The telecoms package as it stands will allow the operators a foot into the media content market and will allow them to control the whole infrastructure and it will not be the Internet. It will be cable 2.0. This is not what we want. This pressure will also extend to innovators whose scope for innovation will be severely limited by a recentralisation of the Internet on behalf of the operators. 

What has been the response to your concerns about those articles so far? 

Malcolm Harbour told me that these articles regarding the limitation to content services and applications were perfectly legitimate, and if you don't like it you just go to another operator. But it's not that easy. For example in France three operators have the exact same policy and have been in agreement on this for years. 

So what is Internet piracy according to La Quadrature? 

Piracy is just a buzzword, an intimidation technique to discourage people from sharing. Copyright was an industry conception to protect authors from editors and producers and to allow producers to have a return on their investments on infrastructure to make copies of intellectual property, like for example a printing press. Copyright was a commercial regulation between the industry and actors and was never meant to be turned against the public which is wrong. What the public does in the private sphere is by definition in the private sphere. 

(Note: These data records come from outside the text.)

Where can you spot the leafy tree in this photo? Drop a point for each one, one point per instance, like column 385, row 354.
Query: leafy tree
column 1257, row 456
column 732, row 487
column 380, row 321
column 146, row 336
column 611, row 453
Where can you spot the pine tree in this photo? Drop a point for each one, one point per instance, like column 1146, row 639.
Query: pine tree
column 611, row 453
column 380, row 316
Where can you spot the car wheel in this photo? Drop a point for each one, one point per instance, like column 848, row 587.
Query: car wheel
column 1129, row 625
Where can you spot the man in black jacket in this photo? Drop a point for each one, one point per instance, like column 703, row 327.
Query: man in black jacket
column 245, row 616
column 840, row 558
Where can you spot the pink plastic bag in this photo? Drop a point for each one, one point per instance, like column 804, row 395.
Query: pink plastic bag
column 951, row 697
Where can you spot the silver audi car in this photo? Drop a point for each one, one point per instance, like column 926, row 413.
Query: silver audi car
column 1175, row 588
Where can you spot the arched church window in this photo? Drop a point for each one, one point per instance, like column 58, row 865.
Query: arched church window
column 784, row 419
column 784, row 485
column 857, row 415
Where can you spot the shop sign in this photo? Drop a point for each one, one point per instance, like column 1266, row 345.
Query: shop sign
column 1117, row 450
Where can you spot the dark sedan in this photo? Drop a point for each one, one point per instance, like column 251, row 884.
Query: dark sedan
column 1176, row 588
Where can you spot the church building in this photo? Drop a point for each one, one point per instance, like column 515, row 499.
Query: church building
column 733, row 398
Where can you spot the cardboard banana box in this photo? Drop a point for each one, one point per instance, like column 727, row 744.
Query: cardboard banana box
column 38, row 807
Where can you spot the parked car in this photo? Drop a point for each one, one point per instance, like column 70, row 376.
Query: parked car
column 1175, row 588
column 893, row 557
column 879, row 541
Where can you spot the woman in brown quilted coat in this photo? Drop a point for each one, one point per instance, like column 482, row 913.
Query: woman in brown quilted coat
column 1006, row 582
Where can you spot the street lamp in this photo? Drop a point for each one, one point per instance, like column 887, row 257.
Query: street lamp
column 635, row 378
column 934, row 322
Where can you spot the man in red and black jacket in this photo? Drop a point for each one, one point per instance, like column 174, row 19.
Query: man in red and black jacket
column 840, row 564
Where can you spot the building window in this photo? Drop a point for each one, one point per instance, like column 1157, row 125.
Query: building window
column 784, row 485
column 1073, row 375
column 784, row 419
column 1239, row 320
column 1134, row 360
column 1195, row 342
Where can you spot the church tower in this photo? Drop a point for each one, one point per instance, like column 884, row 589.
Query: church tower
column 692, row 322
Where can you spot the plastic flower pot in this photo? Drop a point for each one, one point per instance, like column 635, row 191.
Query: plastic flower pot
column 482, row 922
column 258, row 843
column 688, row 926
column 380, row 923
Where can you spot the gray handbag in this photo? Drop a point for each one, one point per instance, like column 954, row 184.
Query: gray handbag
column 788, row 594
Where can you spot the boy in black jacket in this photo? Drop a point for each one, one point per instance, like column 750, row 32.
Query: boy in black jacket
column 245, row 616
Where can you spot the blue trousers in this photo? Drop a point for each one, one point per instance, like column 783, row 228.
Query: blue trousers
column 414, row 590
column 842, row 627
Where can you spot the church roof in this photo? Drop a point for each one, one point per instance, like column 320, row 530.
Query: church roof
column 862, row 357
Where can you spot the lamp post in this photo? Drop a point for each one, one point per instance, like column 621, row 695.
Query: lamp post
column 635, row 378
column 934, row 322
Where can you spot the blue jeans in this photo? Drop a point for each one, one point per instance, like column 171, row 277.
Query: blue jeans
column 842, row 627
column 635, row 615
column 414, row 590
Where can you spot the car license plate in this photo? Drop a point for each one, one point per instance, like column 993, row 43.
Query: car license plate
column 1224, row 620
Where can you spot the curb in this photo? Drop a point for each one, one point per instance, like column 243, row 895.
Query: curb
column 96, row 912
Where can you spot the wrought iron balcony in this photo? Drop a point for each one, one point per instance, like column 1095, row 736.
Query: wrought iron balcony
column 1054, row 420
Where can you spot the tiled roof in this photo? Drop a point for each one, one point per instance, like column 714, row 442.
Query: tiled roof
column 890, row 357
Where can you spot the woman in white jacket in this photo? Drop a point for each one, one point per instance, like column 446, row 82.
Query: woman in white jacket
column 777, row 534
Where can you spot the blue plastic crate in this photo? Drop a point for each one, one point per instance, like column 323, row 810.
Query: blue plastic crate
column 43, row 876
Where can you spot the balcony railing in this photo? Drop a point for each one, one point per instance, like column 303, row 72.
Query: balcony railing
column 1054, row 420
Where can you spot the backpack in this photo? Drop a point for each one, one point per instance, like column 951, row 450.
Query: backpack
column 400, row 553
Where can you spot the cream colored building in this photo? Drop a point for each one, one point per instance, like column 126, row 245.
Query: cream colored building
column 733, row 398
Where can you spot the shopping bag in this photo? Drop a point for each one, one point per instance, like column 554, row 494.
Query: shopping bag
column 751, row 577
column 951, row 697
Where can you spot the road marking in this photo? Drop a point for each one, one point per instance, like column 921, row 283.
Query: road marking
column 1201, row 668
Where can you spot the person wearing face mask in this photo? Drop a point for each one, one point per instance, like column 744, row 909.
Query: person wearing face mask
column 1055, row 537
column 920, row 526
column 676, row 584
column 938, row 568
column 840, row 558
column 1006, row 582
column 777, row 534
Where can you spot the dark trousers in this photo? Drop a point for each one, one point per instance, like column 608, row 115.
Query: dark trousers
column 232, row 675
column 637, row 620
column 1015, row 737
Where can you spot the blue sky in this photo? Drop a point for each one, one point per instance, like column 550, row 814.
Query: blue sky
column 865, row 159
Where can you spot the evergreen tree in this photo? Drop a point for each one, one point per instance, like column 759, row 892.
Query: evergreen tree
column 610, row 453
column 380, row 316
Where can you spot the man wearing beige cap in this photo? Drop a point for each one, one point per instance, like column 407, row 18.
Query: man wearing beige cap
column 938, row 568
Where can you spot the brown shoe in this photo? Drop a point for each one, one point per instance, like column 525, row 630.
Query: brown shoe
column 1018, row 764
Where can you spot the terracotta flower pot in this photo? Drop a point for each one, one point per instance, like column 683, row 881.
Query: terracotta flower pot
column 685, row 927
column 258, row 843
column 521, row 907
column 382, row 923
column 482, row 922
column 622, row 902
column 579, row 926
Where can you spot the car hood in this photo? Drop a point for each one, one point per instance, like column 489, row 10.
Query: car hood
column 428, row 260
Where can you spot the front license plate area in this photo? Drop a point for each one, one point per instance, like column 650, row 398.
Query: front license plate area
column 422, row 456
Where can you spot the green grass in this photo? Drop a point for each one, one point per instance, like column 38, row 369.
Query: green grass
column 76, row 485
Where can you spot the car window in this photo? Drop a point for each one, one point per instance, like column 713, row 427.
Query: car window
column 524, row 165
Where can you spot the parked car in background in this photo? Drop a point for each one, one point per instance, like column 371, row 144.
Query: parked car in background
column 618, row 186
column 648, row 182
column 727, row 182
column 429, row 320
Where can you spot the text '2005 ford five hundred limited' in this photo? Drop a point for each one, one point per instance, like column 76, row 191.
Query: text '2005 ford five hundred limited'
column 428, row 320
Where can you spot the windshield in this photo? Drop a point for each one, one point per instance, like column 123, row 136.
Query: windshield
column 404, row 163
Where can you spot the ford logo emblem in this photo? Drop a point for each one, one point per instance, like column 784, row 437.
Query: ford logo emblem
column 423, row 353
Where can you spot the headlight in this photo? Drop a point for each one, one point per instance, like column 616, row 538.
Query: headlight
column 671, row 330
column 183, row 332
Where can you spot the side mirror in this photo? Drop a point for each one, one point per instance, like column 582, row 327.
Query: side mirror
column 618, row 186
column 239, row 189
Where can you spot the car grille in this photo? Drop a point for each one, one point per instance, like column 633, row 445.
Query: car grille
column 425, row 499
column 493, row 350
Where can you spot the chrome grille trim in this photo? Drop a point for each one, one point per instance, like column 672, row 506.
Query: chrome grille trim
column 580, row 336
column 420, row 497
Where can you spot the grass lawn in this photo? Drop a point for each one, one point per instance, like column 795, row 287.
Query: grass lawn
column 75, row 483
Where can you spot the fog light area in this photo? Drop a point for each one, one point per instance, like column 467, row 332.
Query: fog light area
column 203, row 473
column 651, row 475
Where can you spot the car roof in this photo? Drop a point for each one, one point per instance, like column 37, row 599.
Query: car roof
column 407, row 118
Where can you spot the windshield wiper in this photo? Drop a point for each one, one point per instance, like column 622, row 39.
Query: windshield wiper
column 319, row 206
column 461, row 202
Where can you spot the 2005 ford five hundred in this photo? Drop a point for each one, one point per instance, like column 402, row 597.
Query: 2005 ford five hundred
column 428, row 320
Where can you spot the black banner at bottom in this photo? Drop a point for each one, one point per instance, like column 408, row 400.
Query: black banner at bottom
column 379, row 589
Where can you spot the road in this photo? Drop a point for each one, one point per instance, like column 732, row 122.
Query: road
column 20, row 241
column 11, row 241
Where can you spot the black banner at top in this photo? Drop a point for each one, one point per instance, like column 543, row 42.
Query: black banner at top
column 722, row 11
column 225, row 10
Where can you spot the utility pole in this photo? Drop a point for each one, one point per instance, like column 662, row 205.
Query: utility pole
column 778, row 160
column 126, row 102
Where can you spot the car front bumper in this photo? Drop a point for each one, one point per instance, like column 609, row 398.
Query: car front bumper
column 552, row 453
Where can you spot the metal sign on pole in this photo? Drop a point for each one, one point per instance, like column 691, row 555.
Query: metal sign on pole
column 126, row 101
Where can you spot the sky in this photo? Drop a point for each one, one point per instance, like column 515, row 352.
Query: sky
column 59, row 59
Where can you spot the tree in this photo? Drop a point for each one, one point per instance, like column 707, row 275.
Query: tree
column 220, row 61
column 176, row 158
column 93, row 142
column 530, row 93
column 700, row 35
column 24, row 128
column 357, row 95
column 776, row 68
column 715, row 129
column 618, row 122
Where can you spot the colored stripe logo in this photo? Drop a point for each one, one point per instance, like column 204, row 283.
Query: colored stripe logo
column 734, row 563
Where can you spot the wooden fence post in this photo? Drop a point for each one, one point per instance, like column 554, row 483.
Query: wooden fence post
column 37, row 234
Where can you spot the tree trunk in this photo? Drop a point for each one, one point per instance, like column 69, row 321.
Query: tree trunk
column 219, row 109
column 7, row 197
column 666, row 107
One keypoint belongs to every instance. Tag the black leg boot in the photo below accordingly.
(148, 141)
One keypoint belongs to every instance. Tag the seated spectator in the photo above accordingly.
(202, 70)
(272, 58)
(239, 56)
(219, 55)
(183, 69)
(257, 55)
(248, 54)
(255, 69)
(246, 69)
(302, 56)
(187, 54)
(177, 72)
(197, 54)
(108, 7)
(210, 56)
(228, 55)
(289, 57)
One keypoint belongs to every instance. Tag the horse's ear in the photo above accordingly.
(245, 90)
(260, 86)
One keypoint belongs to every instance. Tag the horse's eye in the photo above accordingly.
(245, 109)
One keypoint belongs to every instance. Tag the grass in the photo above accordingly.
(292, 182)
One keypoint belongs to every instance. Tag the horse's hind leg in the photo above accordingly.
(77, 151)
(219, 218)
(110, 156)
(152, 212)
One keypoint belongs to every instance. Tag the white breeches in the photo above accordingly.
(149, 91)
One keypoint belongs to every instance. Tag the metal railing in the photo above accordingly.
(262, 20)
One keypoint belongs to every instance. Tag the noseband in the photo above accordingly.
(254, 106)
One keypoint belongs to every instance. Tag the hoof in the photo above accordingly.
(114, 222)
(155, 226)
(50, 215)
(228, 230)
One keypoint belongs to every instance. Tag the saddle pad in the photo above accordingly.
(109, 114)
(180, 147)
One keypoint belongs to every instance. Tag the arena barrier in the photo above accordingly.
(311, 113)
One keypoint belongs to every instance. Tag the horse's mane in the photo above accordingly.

So by that definition, file-sharing by you and me is OK? 

Yes, as long as it is not done in order to make a profit. Releasing work without the author's consent, like for example taking a camera into the cinema to record a movie falls under counterfeit. But 90% of the movies that make it to the Internet come from the studios. So I think copyright is sick right now because the industry should go after people under their own noses and not target members of the public and their best customers. 

Which file-sharing applications do you think strike a balance then between protecting copyright and serving the end-user's rights? 

Any model that is based on something other than selling copies is a good business model, like Spotify or Pandora, because the whole model of the entertainment industry is based on the production, on the distribution and the selling of copies. The Internet is the biggest copy machine ever invented. So the logic goes that copies for email and websites and videos are good, but for mp3s it is bad. Tying to make a distinction between what is a good copy and what is a bad copy is the most absurd crusade in modern history. And it is bound to fail. 

So is anybody in Europe getting copyright law right at the moment? 

Good question. The German Greens followed by the Left party had in their election programme a Kulturflatrate that is similar to what we pushed for in France. It basically legalises downloads. The user pays five euros a month which is redistributed to the rightsholders. It is a transparent way of seeing what is copied on a network. 

Do you have any political ambitions, like MEP Christian Engström, the founder of Sweden's Pirate Party, a party lobbying against software patents? 

[Choking] No, not at all. We are politically neutral, which allows us to negotiate with the left and with the right wing. When we had victories in the past, it was always due to a trans-political approach. To advance our ideas we need to penetrate all parties at once. I think the strategy of Christian Engström's Pirate Party is interesting because they are doing both: they have a very strong civil society movement in Sweden and at the same time they have entered the European Parliament. So they have a strategy of encirclement, which is good for them. 

What will you do if your lobbying does not yield any results in this third hearing? 

You mean if we fail? I am used to failure. Our main objective is to push our ideas forward. It doesn't really matter what is in this or that bit of text. The text is a vector for showing what can be done and when we have done something wrong. Sometimes people make the wrong choices and perhaps this parliament will also make a bad decision. Whatever happens, we are here to trigger the debate. The debate might be even more important than the outcome of the text itself.